Reproducing 8/8/8 for ViT-Base

megvii-research / FQ-ViT

[IJCAI 2022] FQ-ViT: Post-Training Quantization for Fully Quantized Vision Transformer

Apache License 2.0

301 stars 48 forks source link

Reproducing 8/8/8 for ViT-Base #16

Closed nfrumkin closed 2 years ago

nfrumkin commented 2 years ago

Can explain how to reproduce 8/8/8 for ViT-Base? I assume that the following command is for 8/8/4:

python test_quant.py vit_base <YOUR_DATA_DIR> --quant --ptf --lis --quant-method minmax

Additionally, does Attn Bits refer to just the softmax quantization (ie. the argument BIT_TYPE_S in config.py)?

Thanks so much!

linyang-zhh commented 2 years ago

Hi, @nfrumkin You are right and you can just use

# LIS quantization for Attn, and the default bit=4
python test_quant.py vit_base <YOUR_DATA_DIR> --quant --ptf --lis --quant-method minmax

or,

# MinMax quantization for Attn, and the default bit=8
python test_quant.py vit_base <YOUR_DATA_DIR> --quant --ptf --quant-method minmax

And the AttnBit does refer to the softmax quantization, and you can set self.BIT_TYPE_S = BIT_TYPE_DICT["uint8"] on this line to reproduce 8/8/8 for LIS.

nfrumkin commented 2 years ago

Just circling back, I seem to get significant error degradation when reproducing. Do you know where the ~.8% drop could come from? I see similar things for the DeiT models.

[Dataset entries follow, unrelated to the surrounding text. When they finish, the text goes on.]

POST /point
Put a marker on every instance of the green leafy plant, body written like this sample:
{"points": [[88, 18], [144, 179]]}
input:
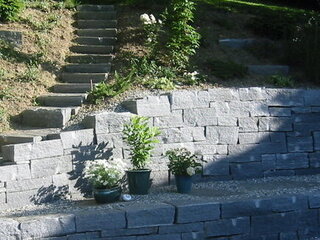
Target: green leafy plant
{"points": [[103, 175], [183, 40], [281, 81], [227, 69], [10, 9], [141, 139], [182, 162]]}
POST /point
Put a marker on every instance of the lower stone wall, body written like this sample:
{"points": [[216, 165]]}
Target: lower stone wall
{"points": [[278, 218]]}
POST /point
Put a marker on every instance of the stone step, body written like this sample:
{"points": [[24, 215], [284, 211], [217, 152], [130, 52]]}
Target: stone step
{"points": [[84, 24], [72, 88], [92, 49], [94, 15], [62, 100], [46, 117], [88, 68], [90, 58], [24, 136], [267, 70], [100, 32], [96, 40], [83, 77], [96, 8]]}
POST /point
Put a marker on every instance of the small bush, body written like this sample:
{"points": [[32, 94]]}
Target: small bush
{"points": [[281, 81], [227, 70], [10, 9]]}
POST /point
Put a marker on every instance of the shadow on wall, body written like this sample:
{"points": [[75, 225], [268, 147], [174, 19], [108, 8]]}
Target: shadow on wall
{"points": [[279, 138]]}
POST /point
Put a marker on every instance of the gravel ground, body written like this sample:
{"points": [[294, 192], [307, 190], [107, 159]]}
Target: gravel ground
{"points": [[219, 191]]}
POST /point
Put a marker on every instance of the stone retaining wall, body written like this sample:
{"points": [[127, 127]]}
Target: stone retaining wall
{"points": [[278, 218], [240, 133]]}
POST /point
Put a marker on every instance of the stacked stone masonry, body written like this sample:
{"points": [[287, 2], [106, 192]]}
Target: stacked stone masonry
{"points": [[279, 218], [240, 133]]}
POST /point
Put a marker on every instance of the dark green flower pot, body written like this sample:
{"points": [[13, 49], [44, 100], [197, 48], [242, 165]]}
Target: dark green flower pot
{"points": [[139, 181], [107, 195], [183, 183]]}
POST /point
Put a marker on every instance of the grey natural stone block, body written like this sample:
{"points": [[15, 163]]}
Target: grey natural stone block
{"points": [[72, 139], [300, 144], [151, 106], [314, 201], [200, 117], [48, 226], [216, 166], [129, 232], [189, 99], [222, 135], [314, 159], [161, 237], [229, 121], [28, 151], [12, 37], [181, 228], [149, 215], [278, 222], [193, 236], [285, 97], [174, 119], [28, 184], [195, 211], [248, 124], [292, 161], [255, 137], [246, 170], [226, 227], [275, 124], [252, 94], [311, 97], [96, 220], [14, 172], [280, 112], [316, 137], [50, 166], [9, 229], [223, 94], [206, 148], [110, 122], [289, 236]]}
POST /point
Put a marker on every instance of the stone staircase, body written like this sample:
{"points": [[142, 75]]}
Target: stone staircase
{"points": [[89, 63]]}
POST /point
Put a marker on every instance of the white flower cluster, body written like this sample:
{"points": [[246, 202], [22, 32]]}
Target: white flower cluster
{"points": [[192, 75], [149, 19]]}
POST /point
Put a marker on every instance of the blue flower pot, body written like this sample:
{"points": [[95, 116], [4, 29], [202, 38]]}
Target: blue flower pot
{"points": [[107, 195], [183, 183]]}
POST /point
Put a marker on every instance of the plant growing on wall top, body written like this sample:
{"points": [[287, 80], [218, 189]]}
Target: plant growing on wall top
{"points": [[141, 139]]}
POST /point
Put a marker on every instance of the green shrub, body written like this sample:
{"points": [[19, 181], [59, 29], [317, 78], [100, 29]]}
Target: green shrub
{"points": [[227, 69], [281, 81], [10, 9], [183, 39]]}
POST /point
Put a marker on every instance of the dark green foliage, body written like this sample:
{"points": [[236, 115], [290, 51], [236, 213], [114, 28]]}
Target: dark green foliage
{"points": [[274, 25], [9, 9], [227, 69]]}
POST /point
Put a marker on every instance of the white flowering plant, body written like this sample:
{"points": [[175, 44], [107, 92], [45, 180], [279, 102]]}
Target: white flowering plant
{"points": [[182, 162], [103, 174]]}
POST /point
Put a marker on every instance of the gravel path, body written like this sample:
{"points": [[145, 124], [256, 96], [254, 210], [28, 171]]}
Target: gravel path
{"points": [[218, 191]]}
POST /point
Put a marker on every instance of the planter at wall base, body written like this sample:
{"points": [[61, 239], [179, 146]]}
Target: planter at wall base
{"points": [[183, 183], [107, 195], [139, 181]]}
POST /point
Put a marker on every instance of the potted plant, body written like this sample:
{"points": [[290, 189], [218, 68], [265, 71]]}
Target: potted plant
{"points": [[183, 165], [141, 139], [105, 179]]}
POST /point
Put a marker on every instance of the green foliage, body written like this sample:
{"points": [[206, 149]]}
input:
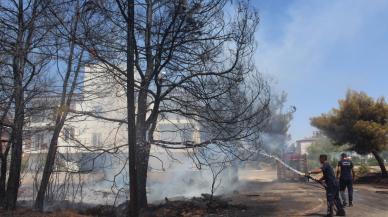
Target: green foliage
{"points": [[360, 121], [363, 170], [322, 146]]}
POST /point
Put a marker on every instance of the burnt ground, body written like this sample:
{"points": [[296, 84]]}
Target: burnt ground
{"points": [[259, 195]]}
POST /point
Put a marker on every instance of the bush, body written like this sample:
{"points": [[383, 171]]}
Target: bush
{"points": [[363, 170]]}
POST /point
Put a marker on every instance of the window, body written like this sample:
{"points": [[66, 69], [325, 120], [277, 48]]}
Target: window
{"points": [[97, 108], [96, 139], [68, 133], [38, 141]]}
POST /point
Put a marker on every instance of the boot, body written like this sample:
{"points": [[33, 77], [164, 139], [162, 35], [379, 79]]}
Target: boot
{"points": [[341, 212]]}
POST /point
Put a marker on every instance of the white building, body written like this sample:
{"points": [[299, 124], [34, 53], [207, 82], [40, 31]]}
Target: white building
{"points": [[84, 134]]}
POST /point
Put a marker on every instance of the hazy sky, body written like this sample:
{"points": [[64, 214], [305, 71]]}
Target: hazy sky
{"points": [[317, 49]]}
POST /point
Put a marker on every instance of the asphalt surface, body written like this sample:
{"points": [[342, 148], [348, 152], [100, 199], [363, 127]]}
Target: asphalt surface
{"points": [[267, 197]]}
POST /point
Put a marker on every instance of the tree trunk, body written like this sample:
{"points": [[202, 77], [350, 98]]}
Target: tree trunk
{"points": [[16, 150], [381, 163], [133, 203], [142, 169], [3, 176], [48, 168]]}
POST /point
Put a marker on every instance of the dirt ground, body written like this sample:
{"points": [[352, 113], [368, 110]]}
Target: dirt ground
{"points": [[260, 195]]}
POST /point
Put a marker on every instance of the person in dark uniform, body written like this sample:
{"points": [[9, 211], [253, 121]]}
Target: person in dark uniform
{"points": [[346, 174], [331, 184]]}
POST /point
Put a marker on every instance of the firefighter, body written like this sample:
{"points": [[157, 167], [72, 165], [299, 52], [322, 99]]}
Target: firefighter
{"points": [[332, 188], [345, 173]]}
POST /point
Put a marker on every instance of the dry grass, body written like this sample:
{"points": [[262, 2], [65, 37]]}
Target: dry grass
{"points": [[24, 212]]}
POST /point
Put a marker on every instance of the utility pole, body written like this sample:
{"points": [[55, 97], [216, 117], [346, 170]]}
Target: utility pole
{"points": [[133, 202]]}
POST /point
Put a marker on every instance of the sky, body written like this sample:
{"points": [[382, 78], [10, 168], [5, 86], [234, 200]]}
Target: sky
{"points": [[315, 50]]}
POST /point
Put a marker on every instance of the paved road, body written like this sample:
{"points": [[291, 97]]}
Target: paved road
{"points": [[368, 202], [265, 197]]}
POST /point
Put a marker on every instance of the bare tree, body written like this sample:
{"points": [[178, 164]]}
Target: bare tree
{"points": [[24, 42], [188, 56], [68, 16]]}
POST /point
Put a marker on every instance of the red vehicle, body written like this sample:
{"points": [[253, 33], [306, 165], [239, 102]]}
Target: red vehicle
{"points": [[296, 161]]}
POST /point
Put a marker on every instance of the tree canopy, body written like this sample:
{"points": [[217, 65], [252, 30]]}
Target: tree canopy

ViT-Base W	Acts	Attn	Reproduced	Reported
8	8	8	82.540	83.31
8	8	4	82.608	82.68

DeiT-Small W	Acts	Attn	Reproduced	Reported
8	8	8	78.370	79.17
8	8	4	78.492	78.40

linyang-zhh commented 2 years ago

Hi, @nfrumkin Your reproduced results are right, and sorry for that there has some unclarity on experimental setups.

We reported the 8/8/8 with Uniform quantization on Self-Attention, instead of Log2. This is to fairly compare the performance of quantization schemes based on the Uniform inference.
As for your reproduced results, we also found that situation. This is because when using our Log2 Quantization (LIS), the choice of the #AttnBit does not affect the accuracy of the models. In other words, w/ LIS, 8/8/8 Acc. == 8/8/4 Acc., while w/ Uniform, 8/8/8 Acc. >> 8/8/4 Acc.. Thus, all your reproduced models have a similar performance (e.g. ViT-B, 8/8/8 82.5, 8/8/4 82.6).

nfrumkin commented 2 years ago

Thanks @linyang-zhh. I was able to reproduce ViT 8/8/8 using the following command: python test_quant.py vit_base <imagenet_path> --quant --ptf --quant-method minimax Note to future people: you will need to set BIT_TYPE_S=8 for 8/8/8

ViT-Base W	Acts	Attn	Reproduced	Reported
8	8	8	83.186	83.31

DeiT-Small W	Acts	Attn	Reproduced	Reported
8	8	8	79.166	79.17

Note: I'm still not exactly meeting the reported accuracy for this run: Deit-Tiny W	Acts	Attn	Reproduced	Reported
8	8	4	70.828	71.07

linyang-zhh commented 2 years ago

Great!

As for the reproduced accuracy of Deit-Tiny, because the accuracy of quantized models are related to the quality of calibration set, maybe you can consider trying a different random seed, by --seed xxx.